Estimated Duration: 60 minutes

NOTE: You need to fulfill these requirements and AKS Basic Cluster to complete this exercise.

This lab shows you how to securely scale your applications with the Kubernetes Event-driven Autoscaling (KEDA) add-on and workload identity on Azure Kubernetes Service (AKS).

KEDA Scaling with workload identity

Reference

Setup

In a terminal, export variables required for this lab (if not already exported - update INITIALS and LOCATION accordingly):

INITIALS=abc
CLUSTER_NAME=aks-$INITIALS
RG=aks-$INITIALS-rg
LOCATION=eastus2

If not already connected, connect to the cluster from your local client machine.

az aks get-credentials --name $CLUSTER_NAME -g $RG

Enable KEDA add-on

Run the following command to enable KEDA, workload identity and oidc issuer add-ons:

az aks update --name $CLUSTER_NAME --resource-group $RG \
  --enable-workload-identity --enable-oidc-issuer --enable-keda

Validate the deployment was successful and make sure the cluster has KEDA, workload identity, and OIDC issuer enabled using this command:

az aks show --name $CLUSTER_NAME --resource-group $RG \
--query "[workloadAutoScalerProfile, securityProfile, oidcIssuerProfile]"

Create an Azure Service Bus

Create an Azure Service Bus namespace using this command.

SB_NAME=$INITIALS-kedasb
SB_HOSTNAME="${SB_NAME}.servicebus.windows.net"
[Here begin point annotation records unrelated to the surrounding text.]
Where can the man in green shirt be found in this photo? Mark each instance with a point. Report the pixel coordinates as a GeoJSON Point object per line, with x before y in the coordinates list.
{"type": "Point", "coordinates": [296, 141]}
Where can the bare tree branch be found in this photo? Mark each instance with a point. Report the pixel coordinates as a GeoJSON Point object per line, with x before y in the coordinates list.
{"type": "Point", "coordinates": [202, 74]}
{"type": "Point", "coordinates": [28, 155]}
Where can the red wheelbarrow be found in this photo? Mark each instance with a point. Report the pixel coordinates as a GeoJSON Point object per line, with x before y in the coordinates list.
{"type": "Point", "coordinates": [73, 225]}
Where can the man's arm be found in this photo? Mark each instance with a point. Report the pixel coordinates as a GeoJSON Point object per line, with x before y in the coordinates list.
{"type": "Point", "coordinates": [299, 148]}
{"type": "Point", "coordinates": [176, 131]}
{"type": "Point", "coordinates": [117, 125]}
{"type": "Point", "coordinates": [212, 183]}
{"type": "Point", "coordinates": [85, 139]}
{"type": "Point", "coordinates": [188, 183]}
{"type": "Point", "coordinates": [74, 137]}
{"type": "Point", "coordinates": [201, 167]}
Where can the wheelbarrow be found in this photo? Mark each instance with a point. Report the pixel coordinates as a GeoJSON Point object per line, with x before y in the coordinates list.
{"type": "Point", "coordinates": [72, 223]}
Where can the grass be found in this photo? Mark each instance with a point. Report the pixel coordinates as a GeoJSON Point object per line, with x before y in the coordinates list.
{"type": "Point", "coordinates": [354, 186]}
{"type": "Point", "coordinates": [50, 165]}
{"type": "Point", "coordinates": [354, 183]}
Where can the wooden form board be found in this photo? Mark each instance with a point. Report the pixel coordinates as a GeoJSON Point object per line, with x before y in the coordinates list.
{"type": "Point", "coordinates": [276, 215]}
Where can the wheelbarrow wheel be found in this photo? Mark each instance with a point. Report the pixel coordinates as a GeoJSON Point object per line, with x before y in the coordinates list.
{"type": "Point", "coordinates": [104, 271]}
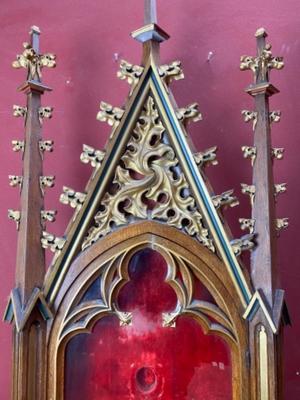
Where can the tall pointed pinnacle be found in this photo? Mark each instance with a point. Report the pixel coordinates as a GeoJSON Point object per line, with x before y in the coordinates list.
{"type": "Point", "coordinates": [30, 263]}
{"type": "Point", "coordinates": [151, 35]}
{"type": "Point", "coordinates": [263, 259]}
az servicebus namespace create --name $SB_NAME -g $RG --disable-local-auth

Create an Azure Service Bus queue:

SB_QUEUE_NAME=my-queue

az servicebus queue create -g $RG --name $SB_QUEUE_NAME --namespace $SB_NAME

Create a managed identity

Create a managed identity using this command:

MI_NAME=keda-appid
MI_CLIENT_ID=$(az identity create --name $MI_NAME -g $RG --query "clientId" --output tsv | tr -d '\r')

Get the OIDC issuer URL:

AKS_OIDC_ISSUER=$(az aks show --name $CLUSTER_NAME -g $RG --query oidcIssuerProfile.issuerUrl --output tsv | tr -d '\r')
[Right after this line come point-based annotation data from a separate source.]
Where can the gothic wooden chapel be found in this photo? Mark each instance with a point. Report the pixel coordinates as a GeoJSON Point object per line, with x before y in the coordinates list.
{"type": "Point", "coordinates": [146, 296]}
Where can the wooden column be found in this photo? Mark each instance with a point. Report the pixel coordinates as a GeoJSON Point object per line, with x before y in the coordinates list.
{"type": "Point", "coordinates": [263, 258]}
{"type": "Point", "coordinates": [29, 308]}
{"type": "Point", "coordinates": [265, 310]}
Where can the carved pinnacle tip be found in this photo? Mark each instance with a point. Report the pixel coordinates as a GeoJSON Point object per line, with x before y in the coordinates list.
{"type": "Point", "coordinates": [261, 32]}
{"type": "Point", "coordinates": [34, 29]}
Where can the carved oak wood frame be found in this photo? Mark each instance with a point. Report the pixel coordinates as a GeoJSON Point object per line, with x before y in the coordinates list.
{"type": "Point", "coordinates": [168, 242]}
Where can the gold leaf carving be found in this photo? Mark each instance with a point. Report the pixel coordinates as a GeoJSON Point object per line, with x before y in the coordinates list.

Create a federated credential between the managed identity and the namespace and service account used by the workload. The NAMESPACE variable corresponds to the kubernetes namespace where the application will be deployed later on:

FED_WORKLOAD=fed-workload
NAMESPACE=keda-demo

az identity federated-credential create --name $FED_WORKLOAD --identity-name $MI_NAME -g $RG \
--issuer $AKS_OIDC_ISSUER --subject system:serviceaccount:$NAMESPACE:$MI_NAME --audience api://AzureADTokenExchange

Create a second federated credential between the managed identity and the namespace and service account used by the keda-operator:

FED_KEDA=fed-keda

az identity federated-credential create --name $FED_KEDA -g $RG --identity-name $MI_NAME \
    --issuer $AKS_OIDC_ISSUER \
    --subject system:serviceaccount:kube-system:keda-operator \
    --audience api://AzureADTokenExchange

Create role assignments

Get the object ID for the managed identity:

MI_OBJECT_ID=$(az identity show --name $MI_NAME -g $RG --query "principalId" --output tsv | tr -d '\r')

Get the Service Bus namespace resource ID:

SB_ID=$(az servicebus namespace show --name $SB_NAME -g $RG --query "id" --output tsv | tr -d '\r')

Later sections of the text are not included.